Flit Asuno, on 17 November 2012 - 05:38 AM, said:
Actually the mechs getting a big boost to power right now are lights and mediums. What DHS and endo were also supposed to give the largest benefit to. This issue is magnified thanks to the netcode giving "lag armor" to faster mechs.
Overall the heat in the game is much more of an issue than even the DHS not being doubles outside of the engine. The rate of fire on average has been tripled. Therefore the heat accumulation has as well. However, heat sinks operate on a 10 second window to dissipate one heat. This is roughly a third of the efficiency they should have. I'm not saying triple the numbers. But SHS should be at 0.15 or 0.2 instead of the 0.1 they are now per second. With DHS being 0.25 to 0.3 per second.
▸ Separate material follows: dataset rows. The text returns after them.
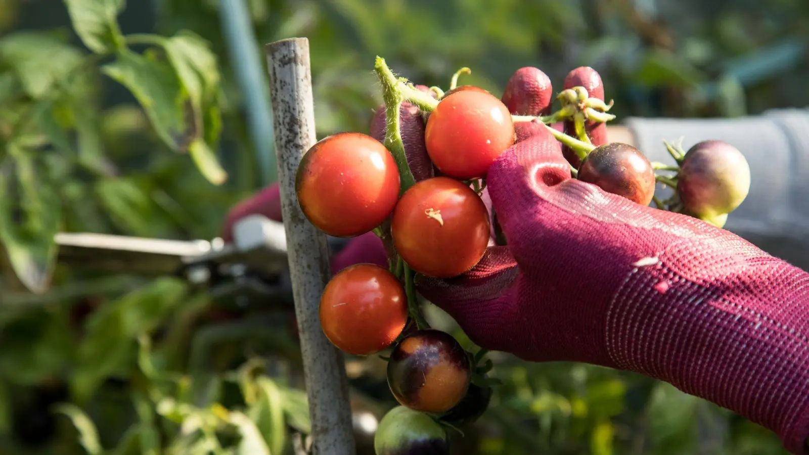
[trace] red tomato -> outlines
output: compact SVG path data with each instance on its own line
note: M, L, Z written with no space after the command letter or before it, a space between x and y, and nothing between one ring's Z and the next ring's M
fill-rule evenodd
M388 269L357 264L328 282L320 297L320 326L339 349L370 355L390 346L407 322L407 296Z
M489 244L489 210L460 181L433 177L410 187L393 211L391 235L413 270L451 278L472 269Z
M312 146L295 176L298 202L318 229L336 237L364 234L382 223L399 198L399 170L379 141L338 133Z
M480 178L514 143L514 122L493 95L464 90L438 102L427 120L425 141L441 173L459 180Z

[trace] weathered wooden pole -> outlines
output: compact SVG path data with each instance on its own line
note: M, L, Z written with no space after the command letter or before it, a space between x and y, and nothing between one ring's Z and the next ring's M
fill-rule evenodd
M295 196L298 164L316 142L309 40L290 38L267 45L267 66L281 211L311 416L312 452L354 455L343 355L326 338L318 316L320 295L331 274L328 245L325 234L303 215Z

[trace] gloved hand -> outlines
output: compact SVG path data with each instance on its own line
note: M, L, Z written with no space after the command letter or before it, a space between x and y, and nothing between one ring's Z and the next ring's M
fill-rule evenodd
M809 274L740 237L570 178L536 130L487 188L508 246L418 291L479 346L665 381L775 431L809 434Z

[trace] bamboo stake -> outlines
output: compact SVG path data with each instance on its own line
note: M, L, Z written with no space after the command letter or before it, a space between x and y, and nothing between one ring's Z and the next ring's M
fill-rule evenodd
M354 455L345 364L342 354L324 334L318 316L320 295L331 274L328 245L325 234L303 215L294 189L301 156L316 141L309 40L290 38L267 45L267 62L281 211L309 398L312 453Z

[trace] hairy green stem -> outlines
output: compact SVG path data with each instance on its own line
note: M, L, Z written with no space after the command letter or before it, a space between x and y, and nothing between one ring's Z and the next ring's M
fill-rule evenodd
M665 163L660 163L659 161L652 161L652 168L655 171L679 171L680 166L669 166Z
M652 201L654 201L654 205L657 206L659 209L662 210L666 210L666 205L663 204L663 201L661 201L657 196L652 196Z
M654 176L654 180L665 185L666 186L676 189L677 182L674 179L667 177L665 176Z
M677 164L681 164L683 163L683 158L685 156L685 152L683 151L682 146L680 145L682 142L682 138L680 139L680 142L677 146L672 146L665 139L663 141L663 145L666 146L666 150L668 151L668 154L671 155L671 158L674 158L674 160L677 162Z
M393 159L396 162L401 182L400 193L404 194L404 191L416 183L413 177L413 172L410 172L410 167L407 164L404 143L402 142L401 132L399 128L399 111L404 98L400 91L400 86L405 87L406 86L396 79L390 68L385 65L383 58L376 57L376 65L374 66L374 70L382 83L382 96L385 100L385 116L388 119L385 129L385 147L393 155ZM430 99L432 98L430 97Z
M587 137L587 130L584 128L584 114L576 113L573 117L573 125L576 130L576 136L578 138L578 140L592 145L593 142L590 142L590 138Z
M561 131L557 131L555 128L547 125L545 125L545 128L548 129L551 134L553 134L553 137L556 138L557 141L570 147L579 159L584 159L587 157L588 153L595 149L595 147L593 144L582 142L582 141L579 141L575 138L571 138Z
M452 74L452 79L450 81L450 90L458 87L458 77L461 74L471 74L472 70L464 66L460 70L455 71L455 74Z
M407 262L404 265L404 292L407 294L407 308L410 313L410 317L416 321L416 327L419 330L430 328L430 324L421 315L421 308L418 306L418 300L416 299L416 284L413 282L413 271Z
This would make certain builds terrifyingly effective. However, I think if they also implemented a hardpoint size system you'd see a drastic shift in how "broken" various mechs builds are. A lot less boating.
That lights and mediums would benefit the most is precisely what I said. And it was needed. Now lights are overpowered, but its mostly due to there being no knockdown mechanic at work, once that is back in you'll see alot more dead light mechs and deployment numbers normalize. Also, lag-shields will (hopefully) become less effective as the netcode gets hammered out.
But more generally, and as I posted elsewhere, increasing the total heat-dissipation rates of mechs and/or lowering the heat cap, are both aweful ideas. PGI went out of their way to ensure that this game has a cap well above the alpha strike limit of mechs, and to ensure that dissipation takes a significant amount of time, and they did this for excellent reasons.
Very little to no dissipation time results in:
1. No tactical retreats to recover heat.
2. No burst damage, only constant dps from all mechs. (all mechs merely run at hard dps cap due to heat, not hard due to fire rate and soft due to heat)
3. No striker builds.
4. No laying off the trigger at the right moments due to heat considerations (fire discipline goes away as a skill).
5. Build strategy in the Mechlab takes a hit as all mechs simply sink up to their heat generation.
6. Engagement times in game shrink, thus the slower tactical gameplay slides towards (but doesn't end up entirely in) generic fps land.
7. Heat efficient weapons actually get amplified in usefulness because they do not contribute to your (now hard) dps cap.
So increasing the rate at which all mechs dissipate heat (or significantly lowering the maximum heat cap) are just absolutely abysmal ideas. We can't keep trying to make MWO fit slavish interpretations of TT, it has its own life now and we need to treat it that way.
This is why double heat sinks at full 2.0 is bad. This is why increasing the base heat dissipation of all mechs is bad. PGI is absolutely on the right track with making all sinks 1.4 dissipation (or to go with the way it was after the first DHS patch, which is how Living Legends did it, where engines always give you 10, then additional heat sinks work at 1 for SHS and 2 for DHS).
The increased dissipation is also part of the reason you see so many light/medium laser boats right now. They can't overheat. (also, they don't trip, pay ammo costs, or register all hits against them, heh)
Changing dissipation rates won't fix weapon balance, it will just introduce a whole new set of balance problems (albeit, perhaps with different weapons). Doing this doesn't solve any of our problems, it just creates new ones and ruins the flavor the gameplay.
What we should actually be doing is balancing our current weapons to our current heat generation/dissipation rates, which is also precisely one of PGI's stated goals with their weapon balance pass.
Edited by ExAstris, 17 November 2012 - 02:17 PM.